单选题 (共 15 题 ),每题只有一个选项正确
若 $\lim _{x \rightarrow 0} \frac{\sin 6 x+x f(x)}{x^3}=0$ ,则 $\lim _{x \rightarrow 0} \frac{6+f(x)}{x^2}$ 为
$\text{A.}$ 0
$\text{B.}$ 6
$\text{C.}$ 36
$\text{D.}$ $\infty$
设 $0 < a < b$ ,则 $\lim _{n \rightarrow \infty}\left(a^{-n}+b^{-n}\right)^{\frac{1}{n}}=$
$\text{A.}$ $a$
$\text{B.}$ $a^{-1}$
$\text{C.}$ $b$
$\text{D.}$ $b^{-1}$
极限 $\lim _{x \rightarrow \infty}\left[\frac{x^2}{(x-a)(x+b)}\right]^x$
$\text{A.}$ 1
$\text{B.}$ $e$
$\text{C.}$ $e^{a-b}$
$\text{D.}$ $e^{b-a}$
1、若 $\lim _{x \rightarrow 0}\left[\frac{1}{x}-\left(\frac{1}{x}-a\right) e^x\right]=1$ ,则 $a$ 等于
$\text{A.}$ 0
$\text{B.}$ 1
$\text{C.}$ 2
$\text{D.}$ 3
已知极限 $\lim _{x \rightarrow 0} \frac{x-\arctan x}{x^k}=c$ ,其中 $k, c$ 为常数, $c \neq 0$ ,则
$\text{A.}$ $k=2, c=-\frac{1}{2}$
$\text{B.}$ $k=2, c=\frac{1}{2}$
$\text{C.}$ $k=3, c=-\frac{1}{3}$
$\text{D.}$ $k=3, c=\frac{1}{3}$
设函数 $f(x)=\arctan x$ ,若 $f(x)=x f^{\prime}(\xi)$ ,则 $\lim _{x \rightarrow 0} \frac{\xi^2}{x^2}=$
$\text{A.}$ 1
$\text{B.}$ $\frac{2}{3}$
$\text{C.}$ $\frac{1}{2}$
$\text{D.}$ $\frac{1}{3}$
若 $\lim _{x \rightarrow 0}\left(e^x+a x^2+b x\right)^{\frac{1}{2}}=1$ ,则
$\text{A.}$ $a=\frac{1}{2}, b=-1$
$\text{B.}$ $a=-\frac{1}{2}, b=-1$
$\text{C.}$ $a=\frac{1}{2}, b=1$
$\text{D.}$ $a=-\frac{1}{2}, b=1$
设当 $\Delta x \rightarrow 0$ 时, $\alpha$ 是 $\Delta x$ 的高阶无穷小,已知函数 $y=x^2 \ln x$ 在任意点 $x$ 处的增量 $\Delta y=$ $\varphi\left(\frac{1}{\ln x}\right) \Delta x+\alpha$, 则 $\varphi(u)=(\quad)$
$\text{A.}$ $(2 u+1) e^u$.
$\text{B.}$ $(2 u-1) e^u$.
$\text{C.}$ $\left(\frac{2}{u}+1\right) \mathrm{e}^{\frac{1}{u}}$.
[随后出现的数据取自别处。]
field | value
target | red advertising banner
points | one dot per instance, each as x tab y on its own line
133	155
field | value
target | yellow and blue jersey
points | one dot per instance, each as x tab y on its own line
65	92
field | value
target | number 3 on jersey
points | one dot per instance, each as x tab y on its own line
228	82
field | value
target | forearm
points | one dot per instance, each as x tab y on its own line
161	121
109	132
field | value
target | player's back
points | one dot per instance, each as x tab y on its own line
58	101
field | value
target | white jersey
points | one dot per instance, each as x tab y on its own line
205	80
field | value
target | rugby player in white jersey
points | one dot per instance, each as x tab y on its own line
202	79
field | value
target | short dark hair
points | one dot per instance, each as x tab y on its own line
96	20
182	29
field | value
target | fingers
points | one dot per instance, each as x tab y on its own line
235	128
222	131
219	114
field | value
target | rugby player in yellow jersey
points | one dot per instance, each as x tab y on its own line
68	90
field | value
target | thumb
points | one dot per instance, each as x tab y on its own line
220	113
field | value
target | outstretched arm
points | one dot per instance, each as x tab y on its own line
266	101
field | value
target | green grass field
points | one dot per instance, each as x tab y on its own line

$\text{D.}$ $\left(\frac{2}{u}-1\right) \mathrm{e}^{\frac{1}{u}}$.
(1) 设 $f(x)$ 满足 $\lim _{x \rightarrow 0} \frac{\sqrt{1+f(x) \sin 2 x}-1}{e^{x^2}-1}=1$, 则( )
$\text{A.}$ $f(0)=0$
$\text{B.}$ $\lim _{x \rightarrow 0} f(x)=0$
$\text{C.}$ $f^{\prime}(0)=1$
$\text{D.}$ $\lim _{x \rightarrow 0} f^{\prime}(x)=1$
若 $\lim _{n \rightarrow \infty} \frac{n^a}{(n+1)^b-n^b}=2022$, 则
$\text{A.}$ $a=-\frac{2021}{2022}, b=\frac{1}{2022}$.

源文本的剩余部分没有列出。